A. Temyiz Yoluna Başvuranlar

Bölge Adliye Mahkemesinin yukarıda belirtilen kararına karşı süresi içinde her iki taraf vekili vekili temyiz isteminde bulunmuştur.

B. Temyiz Sebepleri

1.Davacı erkek vekili temyiz dilekçesinde özetle; davalının başka kusurlarının da ispatladığını, davalının tam kusurlu olduğunu, tazminat talebinin tamamının kabulüne karar verilmesi gerektiğini ileri sürerek kusur belirlemesi, manevî tazminatın miktarı, maddî tazminat hakkında verilen karar verilmesine yer olmadığı kararı yönünden kararın bozulmasına karar verilmesini talep etmiştir.

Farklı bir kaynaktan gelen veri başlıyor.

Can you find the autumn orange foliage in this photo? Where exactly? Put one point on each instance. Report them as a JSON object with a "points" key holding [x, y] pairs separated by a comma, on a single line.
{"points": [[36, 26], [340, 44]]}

2. Davalı kadın vekili katılma yoluyla temyiz dilekçesinde özetle; müvekkilinin kusurlu olmadığını, davacı erkeğin ispatlanan başkaca kusurları olduğunu, davacı lehine manevî tazminata hükmedilmesinin hatalı olduğunu, açılmamış sayılan maddî tazminat davası yönünden lehine vekâlet ücreti verilmemesinin hukuka aykırı olduğunu ileri sürerek kusur belirlemesi, erkek lehine hükmedilen manevî tazminat ve vekâlet ücreti yönünden kararın bozulmasına karar verilmesini talep etmiştir.

C. Gerekçe

1. Uyuşmazlık ve Hukuki Nitelendirme

Uyuşmazlık, evlilik birliğinin sarsılması sebebine dayalı olarak görülen boşanma davasında tarafların kusurlu olup olmadığı, erkeğin maddî ve manevî tazminat talepleri hakkında verilen kararların dosya kapsamına uygun olup olmadığı ve vekâlet ücreti noktasında toplanmaktadır.

2. İlgili Hukuk

6100 sayılı Hukuk Muhakemeleri Kanunu'nun (6100 sayılı Kanun) 141 ... maddesi, 323 üncü, 326 ncı, 369 uncu maddesinin birinci fıkrası ile 370 ve 371 ... maddeleri, 4721 sayılı Kanun’un 174 üncü maddesinin birinci ve ikinci fıkrası.

3. Değerlendirme

1.İlk Derece Mahkemesince kabul edilen ve gerçekleşen kusurlu davranışlara göre boşanmaya sebep olan olaylarda tarafların eşit kusurlu olduklarının kabulü gerekir. O halde, yanılgılı değerlendirme sonucu davalı kadının ağır, davacı erkeğin ise az kusurlu olduğunun kabulü ... olmamış ve bozmayı gerektirmiştir.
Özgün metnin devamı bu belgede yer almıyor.